Politics/Letters Live is, well… live!

This is where we’ll experiment with new formats and new voices, with podcasts, interviews, and plainly weird shit between the “official” editions of the quarterly magazine.  Who knows?  Maybe next year the podcast is old hat, and Chapo Trap House brays from the dustbin of history.

We feature three new voices.  Mark Bray, the author of Antifa: The Anti-Fascist Handbook(Melville House), talks with Bruce Robbins and me about the extreme politics of our time.
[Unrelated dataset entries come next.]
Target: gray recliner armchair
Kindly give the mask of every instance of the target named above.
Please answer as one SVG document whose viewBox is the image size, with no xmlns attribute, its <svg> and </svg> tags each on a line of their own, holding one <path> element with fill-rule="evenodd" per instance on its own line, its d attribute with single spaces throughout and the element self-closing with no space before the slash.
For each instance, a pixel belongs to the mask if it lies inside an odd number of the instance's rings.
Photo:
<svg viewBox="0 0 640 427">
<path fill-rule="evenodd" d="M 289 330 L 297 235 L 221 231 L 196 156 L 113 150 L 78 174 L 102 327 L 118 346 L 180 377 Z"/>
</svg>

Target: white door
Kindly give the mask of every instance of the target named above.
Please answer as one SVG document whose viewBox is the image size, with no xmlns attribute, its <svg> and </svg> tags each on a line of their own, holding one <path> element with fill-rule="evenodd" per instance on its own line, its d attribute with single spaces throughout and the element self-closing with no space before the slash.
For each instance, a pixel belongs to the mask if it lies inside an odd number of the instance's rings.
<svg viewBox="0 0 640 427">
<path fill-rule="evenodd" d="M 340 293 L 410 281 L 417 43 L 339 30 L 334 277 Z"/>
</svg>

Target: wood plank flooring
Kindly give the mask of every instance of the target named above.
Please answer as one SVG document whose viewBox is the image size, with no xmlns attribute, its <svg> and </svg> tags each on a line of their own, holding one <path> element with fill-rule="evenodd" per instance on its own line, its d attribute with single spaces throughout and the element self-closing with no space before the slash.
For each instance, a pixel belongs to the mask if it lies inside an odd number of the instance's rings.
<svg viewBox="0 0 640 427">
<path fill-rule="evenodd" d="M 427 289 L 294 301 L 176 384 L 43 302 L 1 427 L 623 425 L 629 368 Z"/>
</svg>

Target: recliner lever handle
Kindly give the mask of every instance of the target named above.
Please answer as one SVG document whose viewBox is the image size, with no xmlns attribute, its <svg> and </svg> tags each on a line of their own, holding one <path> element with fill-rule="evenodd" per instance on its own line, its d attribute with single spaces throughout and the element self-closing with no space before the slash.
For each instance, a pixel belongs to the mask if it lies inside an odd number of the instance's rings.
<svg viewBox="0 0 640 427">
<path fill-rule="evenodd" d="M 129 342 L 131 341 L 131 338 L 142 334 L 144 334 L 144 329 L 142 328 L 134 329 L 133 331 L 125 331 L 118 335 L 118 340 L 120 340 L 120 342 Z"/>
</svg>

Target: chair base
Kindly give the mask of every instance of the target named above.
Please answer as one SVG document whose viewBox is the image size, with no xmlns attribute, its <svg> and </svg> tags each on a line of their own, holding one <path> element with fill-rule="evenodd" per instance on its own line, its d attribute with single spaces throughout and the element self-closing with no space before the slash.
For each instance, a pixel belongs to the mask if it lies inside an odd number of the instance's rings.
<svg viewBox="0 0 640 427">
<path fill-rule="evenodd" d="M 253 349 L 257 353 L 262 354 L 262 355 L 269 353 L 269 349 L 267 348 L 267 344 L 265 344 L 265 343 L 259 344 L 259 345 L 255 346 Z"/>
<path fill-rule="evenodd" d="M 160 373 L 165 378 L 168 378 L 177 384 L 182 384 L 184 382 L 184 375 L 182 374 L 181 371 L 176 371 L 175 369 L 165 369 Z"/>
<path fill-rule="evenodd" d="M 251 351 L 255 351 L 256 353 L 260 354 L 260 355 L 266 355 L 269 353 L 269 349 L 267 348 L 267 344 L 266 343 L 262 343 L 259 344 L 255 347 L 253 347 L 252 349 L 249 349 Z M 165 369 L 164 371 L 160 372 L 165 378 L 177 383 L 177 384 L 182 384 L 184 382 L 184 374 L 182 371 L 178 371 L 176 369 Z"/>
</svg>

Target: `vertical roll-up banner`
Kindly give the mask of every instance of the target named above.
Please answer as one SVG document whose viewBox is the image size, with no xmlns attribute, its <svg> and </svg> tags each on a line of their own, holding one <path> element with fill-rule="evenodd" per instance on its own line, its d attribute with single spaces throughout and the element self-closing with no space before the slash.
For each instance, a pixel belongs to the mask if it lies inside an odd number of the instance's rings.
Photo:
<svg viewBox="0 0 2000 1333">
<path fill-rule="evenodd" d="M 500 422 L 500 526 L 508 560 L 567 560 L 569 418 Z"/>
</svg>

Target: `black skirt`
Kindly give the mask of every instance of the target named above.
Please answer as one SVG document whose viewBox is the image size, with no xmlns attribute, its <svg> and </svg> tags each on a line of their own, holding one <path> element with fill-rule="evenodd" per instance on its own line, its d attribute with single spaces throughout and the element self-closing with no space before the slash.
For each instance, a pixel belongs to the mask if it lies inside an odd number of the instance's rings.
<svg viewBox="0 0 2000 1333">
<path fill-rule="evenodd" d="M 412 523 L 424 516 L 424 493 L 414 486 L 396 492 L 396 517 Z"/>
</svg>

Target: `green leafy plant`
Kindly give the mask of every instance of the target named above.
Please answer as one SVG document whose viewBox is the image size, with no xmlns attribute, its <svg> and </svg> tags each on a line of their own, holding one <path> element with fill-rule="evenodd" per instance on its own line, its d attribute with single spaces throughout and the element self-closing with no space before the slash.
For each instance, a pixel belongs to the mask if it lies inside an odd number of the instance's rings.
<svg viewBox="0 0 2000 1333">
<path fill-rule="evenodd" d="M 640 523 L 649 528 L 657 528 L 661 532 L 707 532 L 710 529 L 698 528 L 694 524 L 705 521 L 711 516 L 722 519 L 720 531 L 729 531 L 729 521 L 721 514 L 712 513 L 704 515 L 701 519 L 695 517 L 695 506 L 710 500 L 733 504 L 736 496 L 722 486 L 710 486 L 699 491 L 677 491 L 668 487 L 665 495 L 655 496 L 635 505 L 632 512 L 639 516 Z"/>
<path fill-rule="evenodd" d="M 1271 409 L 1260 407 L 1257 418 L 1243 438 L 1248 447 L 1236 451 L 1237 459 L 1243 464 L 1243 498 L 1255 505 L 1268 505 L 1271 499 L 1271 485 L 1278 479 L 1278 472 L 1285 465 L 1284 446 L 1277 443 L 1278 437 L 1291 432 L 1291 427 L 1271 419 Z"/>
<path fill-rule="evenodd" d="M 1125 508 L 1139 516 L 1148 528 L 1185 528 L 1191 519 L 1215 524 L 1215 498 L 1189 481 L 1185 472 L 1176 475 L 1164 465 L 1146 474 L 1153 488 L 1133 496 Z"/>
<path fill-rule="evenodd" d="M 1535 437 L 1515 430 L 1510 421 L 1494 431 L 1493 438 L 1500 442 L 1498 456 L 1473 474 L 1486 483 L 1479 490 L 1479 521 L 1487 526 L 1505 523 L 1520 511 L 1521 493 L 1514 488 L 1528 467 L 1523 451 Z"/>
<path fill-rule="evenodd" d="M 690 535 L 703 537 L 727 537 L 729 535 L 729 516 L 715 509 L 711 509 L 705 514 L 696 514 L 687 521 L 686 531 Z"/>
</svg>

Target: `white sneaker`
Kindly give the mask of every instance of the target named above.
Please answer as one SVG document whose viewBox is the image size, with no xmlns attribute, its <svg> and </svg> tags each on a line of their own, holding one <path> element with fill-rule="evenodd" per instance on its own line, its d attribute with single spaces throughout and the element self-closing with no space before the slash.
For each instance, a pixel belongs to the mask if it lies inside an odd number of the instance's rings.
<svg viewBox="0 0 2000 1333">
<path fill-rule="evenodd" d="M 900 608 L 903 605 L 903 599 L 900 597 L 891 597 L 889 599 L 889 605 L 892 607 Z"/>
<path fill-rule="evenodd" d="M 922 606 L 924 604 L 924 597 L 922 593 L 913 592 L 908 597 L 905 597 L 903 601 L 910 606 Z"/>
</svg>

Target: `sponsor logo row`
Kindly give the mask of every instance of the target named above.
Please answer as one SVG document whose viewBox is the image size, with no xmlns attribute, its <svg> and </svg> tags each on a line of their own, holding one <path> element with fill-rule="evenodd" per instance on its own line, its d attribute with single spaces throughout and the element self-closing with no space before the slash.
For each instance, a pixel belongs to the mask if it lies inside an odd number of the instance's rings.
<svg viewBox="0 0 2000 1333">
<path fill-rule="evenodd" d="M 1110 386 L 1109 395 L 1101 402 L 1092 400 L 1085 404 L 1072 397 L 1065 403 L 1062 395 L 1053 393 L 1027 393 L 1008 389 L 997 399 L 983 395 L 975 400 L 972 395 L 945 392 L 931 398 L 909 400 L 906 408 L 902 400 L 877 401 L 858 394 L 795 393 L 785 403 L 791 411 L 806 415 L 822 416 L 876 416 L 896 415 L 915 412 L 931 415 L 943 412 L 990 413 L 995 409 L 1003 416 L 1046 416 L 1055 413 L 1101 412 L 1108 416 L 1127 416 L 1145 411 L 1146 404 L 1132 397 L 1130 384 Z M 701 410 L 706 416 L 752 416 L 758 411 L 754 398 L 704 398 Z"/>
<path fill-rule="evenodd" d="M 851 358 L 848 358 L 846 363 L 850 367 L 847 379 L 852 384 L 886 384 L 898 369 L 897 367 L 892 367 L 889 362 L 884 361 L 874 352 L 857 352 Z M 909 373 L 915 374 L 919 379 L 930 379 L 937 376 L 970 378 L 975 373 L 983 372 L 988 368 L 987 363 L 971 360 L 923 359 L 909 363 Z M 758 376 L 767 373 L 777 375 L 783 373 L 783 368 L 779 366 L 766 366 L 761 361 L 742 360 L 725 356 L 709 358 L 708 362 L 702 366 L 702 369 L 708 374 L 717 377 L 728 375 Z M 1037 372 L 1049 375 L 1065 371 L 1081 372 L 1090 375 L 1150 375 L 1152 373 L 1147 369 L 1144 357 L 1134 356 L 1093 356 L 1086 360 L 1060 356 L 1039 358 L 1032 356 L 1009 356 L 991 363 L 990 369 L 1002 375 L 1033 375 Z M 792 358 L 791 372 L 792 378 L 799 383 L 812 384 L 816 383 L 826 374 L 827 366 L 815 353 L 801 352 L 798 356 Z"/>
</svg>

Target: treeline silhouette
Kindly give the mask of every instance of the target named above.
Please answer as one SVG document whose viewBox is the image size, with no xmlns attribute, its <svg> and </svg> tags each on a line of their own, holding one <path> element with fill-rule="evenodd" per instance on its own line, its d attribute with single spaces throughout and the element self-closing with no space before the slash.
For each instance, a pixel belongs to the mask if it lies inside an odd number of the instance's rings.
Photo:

Tune in to part two of our interview when it goes online on Saturday.

Natalie Frazier, who was only last year a film student at Northwestern, writes of her close, angry encounter with Spike Lee—of how it made her think again about the South Side, where she grew up, and about the politics of representation.

And on Friday, Christopher Layton, an undergraduate at Rutgers University, explains why being a History major is better than being a junkie in the first of our “First Person” features.  Now there’s a defense of the humanities.

In addition to regular critical reviews of the most provocative literature, film, music, and media, Politics/Letters Live features commentary from the historian and author Matthew Barlow (whose new book Griffintown: Identity and Memory in an Irish Diaspora Neighbourhood is just out from UBC Press), and the Barcelona-based scholar, architect, and critic Rafael Gomez-Moriana’s musings on the built environment in “Criticalista.”